CBO Report On Trumpcare Is Out: 24 Million More Uninsured By 2026, Premiums Up As Much As 20%

The much anticipated CBO scoring of the American Health Care Act, aka “Trumpcare” is out, and among the key highlights are that while the US federal budget would be reduced by $337 billion over the 2017-2026 period, it would also mean that 14 million more would be uninsured by 2018 under the Republican ObamaCare replacement bill, with the number rising to 24 million by 2026. Furthermore, it adds that “average premiums for single policyholders in the nongroup market would be 15% to 20% higher than under current law“, i.e. prices would go up.

The key sections from the report:

  • CBO and JCT estimate that, in 2018, 14 million more people would be uninsured under the legislation than under current law. Most of that increase would stem from repealing the penalties associated with the individual mandate. Some of those people would choose not to have insurance because they chose to be covered by insurance under current law only to avoid paying the penalties, and some people would forgo insurance in response to higher premiums.
    • Later, following additional changes to subsidies for insurance purchased in the nongroup market and to the Medicaid program, the increase in the number of uninsured people relative to the number under current law would rise to 21 million in 2020 and then to 24 million in 2026. The reductions in insurance coverage between 2018 and 2026 would stem in large part from changes in Medicaid enrollment—because some states would discontinue their expansion of eligibility, some states that would have expanded eligibility in the future would choose not to do so, and per-enrollee spending in the program would be capped. In 2026, an estimated 52 million people would be uninsured, compared with 28 million who would lack insurance that year under current law.
  • CBO and JCT estimate that enacting the legislation would reduce federal deficits by $337 billion over the 2017-2026 period. That total consists of $323 billion in on-budget savings and $13 billion in off-budget savings. Outlays would be reduced by $1.2 trillion over the period, and revenues would be reduced by $0.9 trillion.
  • The legislation would tend to increase average premiums in the nongroup market prior to 2020 and lower average premiums thereafter, relative to projections under current law. In 2018 and 2019, according to CBO and JCT’s estimates, average premiums for single policyholders in the nongroup market would be 15 percent to 20 percent higher than under current law, mainly because the individual mandate penalties would be eliminated, inducing fewer comparatively healthy people to sign up.

As the Hill notes, the long-awaited analysis from the nonpartisan congressional scorekeeper is sure to shake up the debate over the measure, which is already facing sharp criticism from conservatives and many centrist Republicans.  The GOP bill repeals ObamaCare’s subsidies to buy coverage, replacing them with smaller tax credits, as well as the law’s Medicaid expansion after 2019. Both moves were expected to lead to coverage losses.

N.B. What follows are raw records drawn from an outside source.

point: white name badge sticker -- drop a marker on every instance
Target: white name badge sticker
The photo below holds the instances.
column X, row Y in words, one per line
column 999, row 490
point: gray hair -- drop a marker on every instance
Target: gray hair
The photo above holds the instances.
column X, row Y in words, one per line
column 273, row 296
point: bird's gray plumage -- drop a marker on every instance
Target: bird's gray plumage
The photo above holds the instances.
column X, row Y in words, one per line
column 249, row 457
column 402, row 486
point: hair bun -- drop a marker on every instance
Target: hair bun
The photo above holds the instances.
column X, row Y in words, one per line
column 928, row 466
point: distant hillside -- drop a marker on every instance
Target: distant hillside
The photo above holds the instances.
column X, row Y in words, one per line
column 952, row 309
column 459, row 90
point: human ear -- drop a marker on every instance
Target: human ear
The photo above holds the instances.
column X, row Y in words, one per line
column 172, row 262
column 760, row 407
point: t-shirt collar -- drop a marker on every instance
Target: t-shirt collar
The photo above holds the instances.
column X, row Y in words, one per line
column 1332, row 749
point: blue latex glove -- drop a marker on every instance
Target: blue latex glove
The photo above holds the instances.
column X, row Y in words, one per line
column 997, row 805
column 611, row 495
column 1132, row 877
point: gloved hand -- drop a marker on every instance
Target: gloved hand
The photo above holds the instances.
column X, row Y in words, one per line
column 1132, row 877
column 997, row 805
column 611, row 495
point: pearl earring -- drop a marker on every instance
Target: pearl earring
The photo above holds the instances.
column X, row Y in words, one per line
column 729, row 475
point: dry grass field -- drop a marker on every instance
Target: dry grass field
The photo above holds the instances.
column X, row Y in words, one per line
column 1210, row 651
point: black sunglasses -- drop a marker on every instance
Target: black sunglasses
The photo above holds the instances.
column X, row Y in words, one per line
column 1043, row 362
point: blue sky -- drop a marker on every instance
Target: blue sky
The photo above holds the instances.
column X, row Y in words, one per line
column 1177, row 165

Republicans had largely expected that the CBO would show Americans losing coverage, and preemptively went on the offensive against the agency, whose director, Keith Hall, who was appointed by the GOP.  White House press secretary Sean Spicer last week argued CBO was “way off” in its ObamaCare projections.  “If you’re looking to the CBO for accuracy, you’re looking in the wrong place,” he said. White House budget director Mick Mulvaney, meanwhile, argued Sunday on ABC’s “This Week” that the CBO shouldn’t even try to analyze the bill. “Sometimes we ask them to do stuff they’re not capable of doing, and estimating the impact of a bill of this size probably isn’t the best use of their time,” he said.

That said, as we have shown on numerous occasions in the past, the CBO’s predictive track record is simply abysmal.